7. Trompe L’Œil And Life-Like Appearances
The set of illusions discussed above wouldn’t be enough if the person viewing them would see them as such. Painting techniques, such as trompe l’œil, were used to fool the eye to the point that the person viewing them would wonder: are my eyes deceiving me? The effect of the illusion is absolute if the affected person cannot be certain that what they are looking at is an illusion or not. Indeed, this was the desired outcome. How to win over a guest if not by presenting him with something that will most likely fascinate and baffle him?
The technique of trompe l’œil was a continuation of the Renaissance fascination with perspective.
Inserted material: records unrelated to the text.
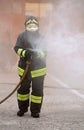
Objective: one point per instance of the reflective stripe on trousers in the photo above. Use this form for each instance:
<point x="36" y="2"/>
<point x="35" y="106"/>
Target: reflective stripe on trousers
<point x="23" y="97"/>
<point x="34" y="73"/>
<point x="36" y="99"/>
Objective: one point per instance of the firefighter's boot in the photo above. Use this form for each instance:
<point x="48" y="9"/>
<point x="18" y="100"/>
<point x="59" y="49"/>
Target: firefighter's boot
<point x="21" y="113"/>
<point x="35" y="115"/>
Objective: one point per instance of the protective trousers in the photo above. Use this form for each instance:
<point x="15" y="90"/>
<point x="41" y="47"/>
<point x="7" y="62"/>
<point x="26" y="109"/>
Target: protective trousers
<point x="35" y="98"/>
By mastering perspective and developing it to its full potential, painters could uncover new methods to create illusions. The meaning of the technique itself translates to: to deceive the eye. The human figures depicted in a scene using the trompe l’œil technique will offer the sensation that they are getting out of their painting. Trompe l’oeil painting is the type of painting that depicts an object and makes the viewer want to touch it to see if it’s real. Combined with a high interest in life-likeness, the Baroque movement used painted decorations to make buildings become open spaces that reached the heavens.
8. Playing With Light
In theater, light plays an essential role. It can indicate to the spectator if the setting is joyous or ominous, depending on how it is set. Baroque architecture made no exceptions as the style aimed at a dramatic delivery in all of its art forms. How to obtain a dramatic character if not by the manipulation of light?
But how can one direct light in a building? After all, light is not a static painting nor a sculpture. It could be done by the juxtaposition of strong projections, which are complemented by abrupt and deep recesses. Another way of doing this would be by breaking the surface, making it irregular. The main architectural elements that aided in this were the small carved decorations that would shelter both light and shadow in their carvings, giving off from afar the sensation of movement. Another way of accomplishing light manipulation would be by the simple combination of different materials that would create the breaking of surface. Each material takes on light and shadow differently. Therefore, through the use of multiple materials, the architect could create a play of light and shadow with high contrast, just like a Caravaggio painting.
9. Baroque Architecture: Mastery Of Everything
In many ways, Baroque architecture is a culmination of all the existing styles up until its birth. This is why it can be said that it implies a manifestation of ultimate mastery. To be a baroque artisan means to have absorbed all the lessons of ancient, medieval, and Renaissance art in order to deliver something that has its root in their practices yet surpasses their results. Aesthetically, it is hard to dispute what style is more pleasant. After all, this is up to the viewer. However, Baroque architecture offers visual excitement and wonder.
If words are not enough to convince, then the artworks themselves will do it. It is enough to look at the works of Bernini, both in architecture and sculpture, to understand what true mastery means. The Baroque artist can use materials to their utmost potential, becoming a true master of technique. The artistic products of this period make you wonder whether something is genuinely made out of stone or actually alive.